Cut the corn cobs in half crosswise, put them in a large bowl, and toss with the olive oil, 1/2 tsp. kosher salt, and 1/4 tsp. pepper.

Heat a grill to medium-high. Grill the corn until the tips of the kernels are nicely browned all around, about 2 min. on each of three sides. Return the corn to the bowl with the olive oil and toss again. When the ears are cool enough to handle, place the flat end of a cob on a cutting board so the cob is upright and slice the kernels off with a sharp knife. You should have about 1 cup kernels. Set aside until ready to assemble.

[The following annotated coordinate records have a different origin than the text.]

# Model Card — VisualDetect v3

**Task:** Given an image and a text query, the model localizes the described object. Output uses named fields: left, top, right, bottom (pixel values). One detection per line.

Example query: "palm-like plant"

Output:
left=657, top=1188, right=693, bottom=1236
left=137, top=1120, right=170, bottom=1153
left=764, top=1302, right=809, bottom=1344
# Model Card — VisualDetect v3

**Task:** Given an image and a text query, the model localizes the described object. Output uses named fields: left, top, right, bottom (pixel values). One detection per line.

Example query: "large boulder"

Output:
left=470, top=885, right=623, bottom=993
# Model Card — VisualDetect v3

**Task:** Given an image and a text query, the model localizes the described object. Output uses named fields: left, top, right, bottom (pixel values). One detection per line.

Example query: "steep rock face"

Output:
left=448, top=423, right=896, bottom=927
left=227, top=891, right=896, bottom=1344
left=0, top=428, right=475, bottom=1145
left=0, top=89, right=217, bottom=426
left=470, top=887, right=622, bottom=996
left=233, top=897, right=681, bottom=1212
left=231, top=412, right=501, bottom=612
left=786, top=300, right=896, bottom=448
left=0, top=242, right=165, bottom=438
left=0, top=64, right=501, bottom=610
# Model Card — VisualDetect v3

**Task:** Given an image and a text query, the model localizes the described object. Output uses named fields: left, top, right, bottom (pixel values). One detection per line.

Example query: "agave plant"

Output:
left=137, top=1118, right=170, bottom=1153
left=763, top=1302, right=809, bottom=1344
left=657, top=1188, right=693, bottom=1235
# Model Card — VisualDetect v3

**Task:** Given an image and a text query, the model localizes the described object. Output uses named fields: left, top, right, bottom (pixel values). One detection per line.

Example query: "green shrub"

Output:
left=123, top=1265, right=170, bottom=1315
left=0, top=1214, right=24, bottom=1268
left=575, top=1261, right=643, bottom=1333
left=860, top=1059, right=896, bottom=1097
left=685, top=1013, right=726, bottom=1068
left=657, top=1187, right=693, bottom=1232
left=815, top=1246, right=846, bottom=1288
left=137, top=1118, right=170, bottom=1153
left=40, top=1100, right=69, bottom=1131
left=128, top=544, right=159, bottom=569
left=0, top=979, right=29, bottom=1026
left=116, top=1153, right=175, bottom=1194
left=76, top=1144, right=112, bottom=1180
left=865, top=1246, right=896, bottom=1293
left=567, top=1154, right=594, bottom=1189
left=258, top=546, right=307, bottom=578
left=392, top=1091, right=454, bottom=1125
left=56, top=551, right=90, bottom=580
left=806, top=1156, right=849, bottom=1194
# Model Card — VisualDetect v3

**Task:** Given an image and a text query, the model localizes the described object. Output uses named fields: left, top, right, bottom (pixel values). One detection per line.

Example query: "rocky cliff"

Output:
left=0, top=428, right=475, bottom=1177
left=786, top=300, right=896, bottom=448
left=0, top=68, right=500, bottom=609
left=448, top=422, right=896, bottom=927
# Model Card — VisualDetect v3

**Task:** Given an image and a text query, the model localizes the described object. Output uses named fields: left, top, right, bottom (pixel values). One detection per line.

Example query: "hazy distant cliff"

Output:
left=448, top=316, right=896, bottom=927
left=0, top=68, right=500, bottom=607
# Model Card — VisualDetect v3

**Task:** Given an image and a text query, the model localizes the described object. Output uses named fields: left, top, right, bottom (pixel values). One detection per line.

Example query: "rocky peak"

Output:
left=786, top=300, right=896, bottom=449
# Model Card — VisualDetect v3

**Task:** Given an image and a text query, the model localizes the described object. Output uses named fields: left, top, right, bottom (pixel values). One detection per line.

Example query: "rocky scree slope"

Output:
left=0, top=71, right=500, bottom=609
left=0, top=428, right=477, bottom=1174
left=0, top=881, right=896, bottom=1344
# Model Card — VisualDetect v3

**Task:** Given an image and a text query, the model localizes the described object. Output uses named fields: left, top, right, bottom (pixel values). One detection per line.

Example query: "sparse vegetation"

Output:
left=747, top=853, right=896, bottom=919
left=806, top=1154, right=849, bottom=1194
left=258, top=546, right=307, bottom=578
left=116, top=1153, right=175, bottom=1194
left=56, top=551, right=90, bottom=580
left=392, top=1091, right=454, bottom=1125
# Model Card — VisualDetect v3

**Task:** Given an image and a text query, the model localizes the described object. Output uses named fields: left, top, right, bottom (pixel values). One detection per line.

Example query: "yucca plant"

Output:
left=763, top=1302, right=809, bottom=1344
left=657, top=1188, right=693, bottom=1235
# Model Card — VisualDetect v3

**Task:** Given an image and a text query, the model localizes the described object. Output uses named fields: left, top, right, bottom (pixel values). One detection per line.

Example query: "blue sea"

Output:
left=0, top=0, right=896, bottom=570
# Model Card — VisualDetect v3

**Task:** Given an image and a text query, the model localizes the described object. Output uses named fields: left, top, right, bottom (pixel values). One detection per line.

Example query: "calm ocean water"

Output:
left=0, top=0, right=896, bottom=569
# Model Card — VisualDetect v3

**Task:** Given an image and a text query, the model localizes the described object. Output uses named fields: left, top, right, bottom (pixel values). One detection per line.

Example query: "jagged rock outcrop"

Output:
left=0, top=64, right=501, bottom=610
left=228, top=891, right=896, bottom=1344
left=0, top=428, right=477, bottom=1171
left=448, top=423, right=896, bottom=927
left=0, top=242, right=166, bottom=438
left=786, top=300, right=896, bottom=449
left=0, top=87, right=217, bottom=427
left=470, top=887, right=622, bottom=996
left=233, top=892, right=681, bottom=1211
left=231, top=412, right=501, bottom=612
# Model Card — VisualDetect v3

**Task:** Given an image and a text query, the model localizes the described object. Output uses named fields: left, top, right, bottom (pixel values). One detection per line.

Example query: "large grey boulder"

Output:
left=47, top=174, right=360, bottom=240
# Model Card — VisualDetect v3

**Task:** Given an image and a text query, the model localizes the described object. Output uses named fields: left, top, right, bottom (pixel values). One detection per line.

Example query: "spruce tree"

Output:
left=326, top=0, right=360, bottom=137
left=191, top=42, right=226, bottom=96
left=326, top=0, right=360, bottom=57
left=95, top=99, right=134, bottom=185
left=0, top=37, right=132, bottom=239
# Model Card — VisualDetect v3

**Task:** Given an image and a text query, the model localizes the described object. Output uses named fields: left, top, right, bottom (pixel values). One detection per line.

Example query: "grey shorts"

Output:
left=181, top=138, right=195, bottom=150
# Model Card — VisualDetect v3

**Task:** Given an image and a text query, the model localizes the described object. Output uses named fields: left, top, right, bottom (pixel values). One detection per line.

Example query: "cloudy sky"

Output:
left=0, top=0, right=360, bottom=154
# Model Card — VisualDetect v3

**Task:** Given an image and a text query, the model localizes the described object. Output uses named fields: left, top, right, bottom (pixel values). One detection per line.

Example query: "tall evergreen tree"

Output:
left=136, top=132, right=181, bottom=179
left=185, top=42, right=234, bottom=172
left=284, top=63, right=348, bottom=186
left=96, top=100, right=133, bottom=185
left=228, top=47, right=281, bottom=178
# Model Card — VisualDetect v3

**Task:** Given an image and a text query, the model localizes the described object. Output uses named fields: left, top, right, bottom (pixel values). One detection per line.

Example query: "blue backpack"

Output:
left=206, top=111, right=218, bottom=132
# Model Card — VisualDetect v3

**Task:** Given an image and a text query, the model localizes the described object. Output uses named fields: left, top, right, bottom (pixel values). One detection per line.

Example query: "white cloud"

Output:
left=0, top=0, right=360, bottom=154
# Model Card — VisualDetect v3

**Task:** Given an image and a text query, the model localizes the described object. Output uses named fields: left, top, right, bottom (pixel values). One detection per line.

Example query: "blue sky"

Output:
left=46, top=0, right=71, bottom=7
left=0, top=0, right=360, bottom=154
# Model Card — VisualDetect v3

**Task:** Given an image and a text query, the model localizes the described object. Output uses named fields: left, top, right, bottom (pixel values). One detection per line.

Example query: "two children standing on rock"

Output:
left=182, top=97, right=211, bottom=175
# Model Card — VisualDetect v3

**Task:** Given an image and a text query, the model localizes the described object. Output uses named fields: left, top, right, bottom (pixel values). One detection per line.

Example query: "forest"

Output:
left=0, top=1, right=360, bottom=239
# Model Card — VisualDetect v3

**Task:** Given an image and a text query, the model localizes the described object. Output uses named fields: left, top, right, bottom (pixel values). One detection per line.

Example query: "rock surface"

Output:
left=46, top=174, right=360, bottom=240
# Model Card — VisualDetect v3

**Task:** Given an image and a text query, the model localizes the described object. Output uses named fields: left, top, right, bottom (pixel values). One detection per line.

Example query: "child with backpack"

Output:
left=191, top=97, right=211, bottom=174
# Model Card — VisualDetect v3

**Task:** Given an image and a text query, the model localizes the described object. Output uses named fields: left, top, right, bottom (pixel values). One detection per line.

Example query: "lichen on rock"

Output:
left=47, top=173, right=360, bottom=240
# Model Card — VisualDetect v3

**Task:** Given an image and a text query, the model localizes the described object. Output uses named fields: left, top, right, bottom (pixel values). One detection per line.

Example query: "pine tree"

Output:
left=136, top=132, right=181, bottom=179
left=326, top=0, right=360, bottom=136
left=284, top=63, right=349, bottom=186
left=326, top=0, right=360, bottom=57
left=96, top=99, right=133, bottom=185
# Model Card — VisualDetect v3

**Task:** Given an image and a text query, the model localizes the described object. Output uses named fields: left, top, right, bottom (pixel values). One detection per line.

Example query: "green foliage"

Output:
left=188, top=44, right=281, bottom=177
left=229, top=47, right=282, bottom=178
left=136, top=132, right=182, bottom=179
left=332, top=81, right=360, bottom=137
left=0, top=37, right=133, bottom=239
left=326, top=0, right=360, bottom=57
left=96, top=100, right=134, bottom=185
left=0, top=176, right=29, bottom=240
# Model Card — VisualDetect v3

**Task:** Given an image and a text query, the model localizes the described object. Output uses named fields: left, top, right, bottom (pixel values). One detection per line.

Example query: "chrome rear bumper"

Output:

Slice the tomatoes 1/2 inch thick and generously season each slice with salt and pepper. On serving plates, arrange one, two, or three slices of tomato per person, depending on how big the tomatoes are. Scatter the corn over the tomato slices. Drizzle basil oil generously over each serving. Garnish with fresh purple leaves, if using.

Basil oil:



Put the measured oil in the refrigerator while you prepare the basil. Bring a pot of water to a boil. Have a bowl of ice water ready. Blanch the basil leaves in the boiling water for about 10 seconds. Remove them quickly with a strainer and dunk in the ice water, swishing them around to be sure they’re all cold. Remove from the water and squeeze gently to remove the excess water.

Roughly chop the basil and put it in a blender. Add the oil and 1/2 tsp. kosher salt; blend until the basil is puréed. The mixture will be very frothy. Let the purée settle for about 30 min. Strain through a cheesecloth- lined fine strainer, very gently pushing on the solids to extract the oil. Use immediately or refrigerate for up to a week. For the best flavor, let the oil come to room temperature before using.